Fueled by the social media savviness of their young audiences and Anthony Weiner’s most recent sexting scandal, the hosts asked how many students in the audience had sent or received sexually explicit photos. Many in the audience owned up to sending and receiving the consensual photos, including host Jordan Chariton.
“At some point during a presidential campaign, we will see a candidate naked as a result of this behavior,” Kasparian said.
A live poll taken by applause indicated that the majority of the audience believed that a nude photo of a candidate would not have an impact on their vote.
3. Public figures and lies
The hosts played a montage of lies by each of the 2016 frontrunners, featuring clips of the presidential nominees – Hillary Clinton and Donald Trump – saying lies. When the hosts asked the audience if they thought their government was representing them, the room fell silent, with no one raising a hand.
The hosts placed a large part of the blame on journalists like Matt Lauer, who was criticized for ignoring false claims by Trump during a forum earlier this month.
“The reasons politicians lie is because they can,” Kasparian said. “There’s no one keeping them honest.”
4. Highlighting identities
Feinman, the SA president, was featured as a guest during the program. Kasparian spoke with Feinman about their preferred pronouns as well as what it meant to be the first gender nonconforming student body president.
“Part of what helps me be a success here is that GW is so politically active,” Feinman said. “A big part of GW’s identity is making history and so I think students were really excited about that particular aspect.”

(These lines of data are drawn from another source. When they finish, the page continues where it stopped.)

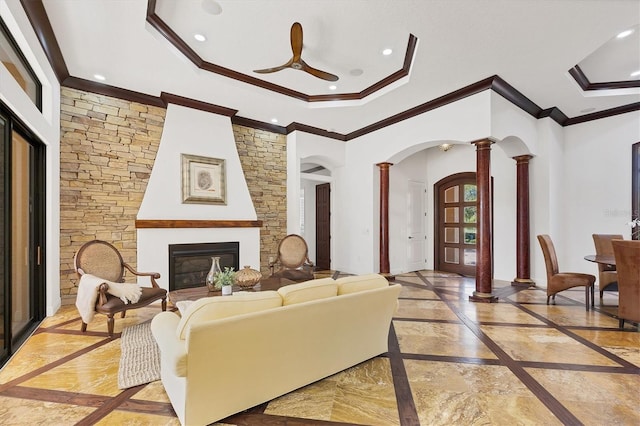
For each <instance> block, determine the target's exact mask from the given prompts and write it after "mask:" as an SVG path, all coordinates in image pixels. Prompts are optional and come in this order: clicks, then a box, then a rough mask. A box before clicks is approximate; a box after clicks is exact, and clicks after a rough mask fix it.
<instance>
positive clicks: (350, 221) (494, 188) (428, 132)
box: [291, 91, 640, 287]
mask: <svg viewBox="0 0 640 426" xmlns="http://www.w3.org/2000/svg"><path fill="white" fill-rule="evenodd" d="M302 135H303V134H299V135H298V138H300V137H302ZM484 137H493V138H495V139H496V140H497V143H496V144H494V145H492V151H491V175H492V176H493V178H494V200H493V203H494V204H493V205H494V210H493V212H494V217H493V222H494V230H493V232H494V234H493V237H494V247H493V248H494V250H493V254H494V277H495V278H496V279H499V280H506V281H511V280H512V279H513V278H515V277H516V275H515V274H516V258H515V252H516V185H517V181H516V162H515V160H514V159H513V157H514V156H517V155H524V154H530V155H532V156H533V157H532V159H531V160H530V162H529V180H530V219H531V228H530V234H531V240H530V251H531V278H532V279H533V280H534V281H536V282H537V283H539V284H540V285H541V286H542V287H544V286H546V272H545V267H544V259H543V256H542V252H541V250H540V247H539V244H538V241H537V238H536V235H538V234H543V233H545V234H550V235H551V236H552V238H553V239H554V242H555V243H556V249H557V251H558V257H559V261H560V263H561V265H562V267H563V268H565V267H566V268H570V269H572V270H576V271H583V272H588V273H594V272H595V268H594V265H591V264H589V263H587V262H586V261H584V260H583V256H584V255H586V254H589V253H592V252H593V251H594V249H593V242H592V240H591V234H592V233H595V232H599V233H605V232H606V233H613V232H615V233H623V234H624V235H625V236H627V237H628V235H629V233H630V230H629V228H628V227H627V226H626V222H627V221H628V220H629V218H630V209H631V206H630V203H631V145H632V144H633V143H634V142H638V141H640V114H639V113H637V112H634V113H628V114H624V115H621V116H616V117H612V118H608V119H602V120H597V121H594V122H589V123H585V124H580V125H573V126H569V127H561V126H560V125H558V124H557V123H556V122H555V121H553V120H551V119H550V118H545V119H541V120H537V119H535V118H533V117H531V116H530V115H528V114H526V113H525V112H523V111H521V110H520V109H518V108H517V107H515V106H514V105H512V104H511V103H509V102H508V101H506V100H505V99H503V98H502V97H501V96H499V95H497V94H495V93H493V92H490V91H486V92H483V93H480V94H477V95H475V96H473V97H470V98H466V99H463V100H461V101H458V102H456V103H454V104H450V105H447V106H445V107H443V108H440V109H438V110H436V111H430V112H428V113H425V114H422V115H420V116H418V117H414V118H412V119H409V120H405V121H403V122H401V123H398V124H396V125H393V126H389V127H386V128H384V129H382V130H380V131H377V132H373V133H371V134H368V135H364V136H362V137H360V138H358V139H356V140H351V141H349V142H347V143H346V147H345V154H344V163H345V165H344V167H340V168H339V169H338V170H337V171H336V173H334V174H333V178H334V184H335V187H336V190H335V203H334V209H333V216H334V217H333V219H334V222H335V229H336V231H335V232H333V235H334V236H335V238H334V241H333V242H334V246H333V249H332V257H333V259H334V260H335V261H334V264H333V268H334V269H338V270H343V271H347V272H350V273H365V272H370V271H378V270H379V263H378V262H379V258H378V252H379V248H378V245H379V212H378V208H379V169H378V167H376V163H379V162H383V161H389V162H392V163H394V164H395V165H394V166H392V167H391V169H390V204H391V206H390V217H389V221H390V266H391V272H392V273H399V272H403V271H405V270H406V256H405V255H404V254H405V253H406V248H405V246H406V241H405V240H406V238H405V237H406V235H405V234H406V212H405V211H404V209H403V206H405V205H406V196H407V195H406V185H407V181H408V180H409V179H415V180H425V181H426V183H427V190H428V191H427V202H426V204H427V221H426V224H427V227H426V229H427V238H428V242H427V244H426V249H427V252H426V253H427V259H428V262H427V268H433V203H434V198H433V184H434V183H435V182H437V181H438V180H440V179H442V178H443V177H445V176H448V175H450V174H452V173H457V172H461V171H475V170H476V151H475V147H474V146H473V145H471V144H469V142H470V141H473V140H477V139H481V138H484ZM314 138H315V139H314V144H310V145H307V146H306V150H309V152H307V151H306V150H305V153H306V154H308V155H312V154H313V153H314V152H315V154H318V155H320V154H322V153H323V152H324V147H323V146H322V144H319V143H318V142H319V140H321V139H322V138H319V137H317V136H315V137H314ZM445 141H446V142H453V143H454V144H455V145H454V147H453V149H451V150H450V151H448V152H441V151H439V150H437V149H434V148H432V147H434V146H436V145H438V144H440V143H442V142H445ZM291 143H292V145H293V147H292V148H293V149H295V145H296V141H295V139H291ZM301 157H302V156H301V155H299V154H298V155H297V156H296V157H295V158H297V159H299V158H301ZM298 182H299V181H298ZM296 187H298V188H299V184H298V185H296ZM296 208H297V207H296Z"/></svg>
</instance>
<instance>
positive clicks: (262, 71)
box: [253, 58, 293, 74]
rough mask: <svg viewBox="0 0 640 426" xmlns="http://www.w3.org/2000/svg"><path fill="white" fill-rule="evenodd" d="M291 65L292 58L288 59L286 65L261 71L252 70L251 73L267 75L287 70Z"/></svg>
mask: <svg viewBox="0 0 640 426" xmlns="http://www.w3.org/2000/svg"><path fill="white" fill-rule="evenodd" d="M292 63H293V58H291V59H289V62H287V63H286V64H283V65H280V66H279V67H273V68H265V69H262V70H253V72H257V73H258V74H269V73H272V72H276V71H280V70H283V69H285V68H289V67H290V66H291V64H292Z"/></svg>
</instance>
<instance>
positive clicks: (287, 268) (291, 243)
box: [269, 234, 314, 282]
mask: <svg viewBox="0 0 640 426" xmlns="http://www.w3.org/2000/svg"><path fill="white" fill-rule="evenodd" d="M276 265H279V266H280V268H279V270H278V271H275V267H276ZM313 268H314V266H313V262H312V261H311V260H309V248H308V247H307V242H306V241H305V240H304V238H302V237H301V236H300V235H296V234H289V235H287V236H286V237H284V238H283V239H282V241H280V244H278V256H277V258H276V259H275V260H274V261H273V262H270V263H269V269H270V271H271V277H274V278H276V277H279V278H286V279H288V280H292V281H298V282H300V281H307V280H312V279H313ZM274 271H275V272H274Z"/></svg>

5. Staying politically active.
The hosts brought up GW’s reputation and ranking as the most politically active campus in the nation. Students urged the hosts to talk more about issues such as Puerto Rico and its debt crisis, and for political candidates to talk more about violence in America than focusing on issues like their opponents health.
“The audience was so fired up. It was like being in one of my favorite political science classes,” Iadarola said in a post-taping interview.